Tom Wolf of AgriMetrix and Sprayers 101 joins Kara Oosterhuis for this episode of Pulse School to share some interesting research results on pesticide waste in sprayer booms.
“The real original idea was to figure out where does spray actually go? It’s kind of an environmental story in some ways, because we talk about drift a lot,” says Wolf. But pesticide loss doesn’t just occur in the field, as there is always some product left in the tank that needs cleaned out. In Wolf’s extension work, he’s been working with farmers and custom operators to develop strategies to minimize this disposal, but more work needs to be done.

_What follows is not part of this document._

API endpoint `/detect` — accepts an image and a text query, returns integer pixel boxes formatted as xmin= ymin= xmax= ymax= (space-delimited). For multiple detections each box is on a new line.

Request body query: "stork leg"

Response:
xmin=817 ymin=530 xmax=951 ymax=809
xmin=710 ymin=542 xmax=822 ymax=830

Wolf was curious, though. If we know we lose some product to drift, just how much are we losing to disposal? Research suggest that, depending on the size of field you’re spraying, you could be losing 15 per cent or more after you’re done spraying.
Watch the full video for more on taking measurements to minimize spray waste, story continues below:
There some big-picture ways to reduce waste — such as planning to cover the same fields that need the same active ingredient to decrease the number of cleanouts required. Plus, tightening up the calculation of what you need so that you’re having less leftover in the tank after — making sure the tank’s empty when you’re done — is another way to reduce spray waste.
“The booms hold a lot of material, they hold anywhere between 20 and 60 gallons depending on the size of your sprayer and the configuration,” says Wolf. “And that stuff, typically when you spray out, has to go on the ground, there’s no way around that.”
Wolf wants to be able to tell a good environmental story about ag, but also realizes there’s an economic side of that story as well. To calculate your spray waste, Wolf says there are two measurements you have to figure out: what’s left in your tank after you’ve finished spraying and what’s left in the booms. It takes time to measure these two things, but it could save a lot of money, and Wolf has a spreadsheet where you can put these two measurements together to calculate.
The environmental impacts of spraying mishaps are a bit of a skeleton in the closet, says Wolf, and he wants to open that conversation up.
“The first thing we can do as agricultural practitioners, professionals, is kind of be open about what we think we’re doing right and wrong, rather than be defensive about it,” says Wolf.